There are new ways for players to get more comfortable with the multiplayer, aside from the ranked ladder. There is unranked mode for those who either want to test their skills with a different race and are too scared to lose ladder points in the process or are just anxious about ranked ladder altogether. There are also many other features that have been implemented to make the gameplay experience much better compared to Wings of Liberty. The ongoing support for the game by Blizzard is exemplary, with constant patching to keep making things better.
There is also the new replay system, which adds two new major features to watching replays. First is being able to watch replays with other players, so that you can look at a game together and analyze with greater ease. The second feature is the Take Command feature, with lets you and another player continue a game from any part of a replay, which rectifies game disconnects and lets players try out different strategies from a particular game. This gives competitive players an even greater edge to improve their game.

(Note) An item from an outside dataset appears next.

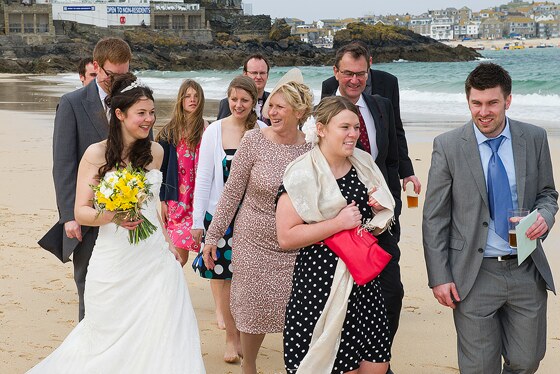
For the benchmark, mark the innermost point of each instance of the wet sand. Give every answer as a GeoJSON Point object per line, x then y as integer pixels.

As an expansion, Heart of the Swarm has shown how much it has changed the game for both casual and hardcore fans of StarCraft II. The title has been well-received by the SC2 community, and the game saw a worldwide launch event in various parts of the globe, including Korea, France, Australia, and at the Blizzard headquarters in Irvine, California. The event was streamed in TwitchTV, with well over 100 thousand concurrent viewers tuning in. Few games can ever boast such a spectacle on such a large scale.
The singleplayer campaign can be finished in about 12 hours, with achievements and other features that help with its replay value. There is still custom games and the StarCraft Arcade to hold you over as well in case you’re not the competitive type of player who could grind out 1v1 and team ladder games. Heart of the Swarm does need you to already own Wings of Liberty, but the way it boosts the original title is such that it’s well worth the $40 you’ll be spending for it.
Besides, it’s not like you have to replace it after only a year like some other games.